Baca Juga :  Geruduk Kantor Grab, Massa Minta Bos Grab Turun Menemui Demonstran Secara Langsung

Deddy mengatakan masih terdapat kesenjangan antara first and last mile di Indonesia.

“Pada kenyataannya publik lebih senang naik parasit transportasi. Parasit transpor itu seperti bajaj, gojek dan grab. Publik lebih senang naik itu, tapi memang di sini masih ada masalah, masalah kesenjangan antara last mile dan first mile-nya. Ketika publik ingin ke destinasi utama misalnya, ternyata di sana tidak angkutannya,” paparnya.

Oleh sebab itu Deddy menggagas perlu ada pembatasan jumlah populasi ojek online. Pembatasan itu perlu diklasifikasikan di setiap wilayah pengoperasiannya.

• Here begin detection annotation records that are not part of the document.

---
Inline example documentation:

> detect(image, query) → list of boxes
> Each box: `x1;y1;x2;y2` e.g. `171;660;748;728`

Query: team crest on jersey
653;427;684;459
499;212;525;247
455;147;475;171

“Solusi tetap mereka harus dibatasi ada kuota. Misalnya untuk kuota saat ini sudah cukup. Dengan kondisi lingkungan dan wilayah-wilayah tertentu. Misalnya Tanah Abang disana ada 100 ribu ojek online. Kalau bisa jangan ditambahin lagi,” pungkasnya.

Baca Juga :  Makin Aman Naik Go-Car, Penumpang akan Dilindungi Jasa Raharja jika Alami Kecelakaan

(detik.com/transonlinewatch)

Loading...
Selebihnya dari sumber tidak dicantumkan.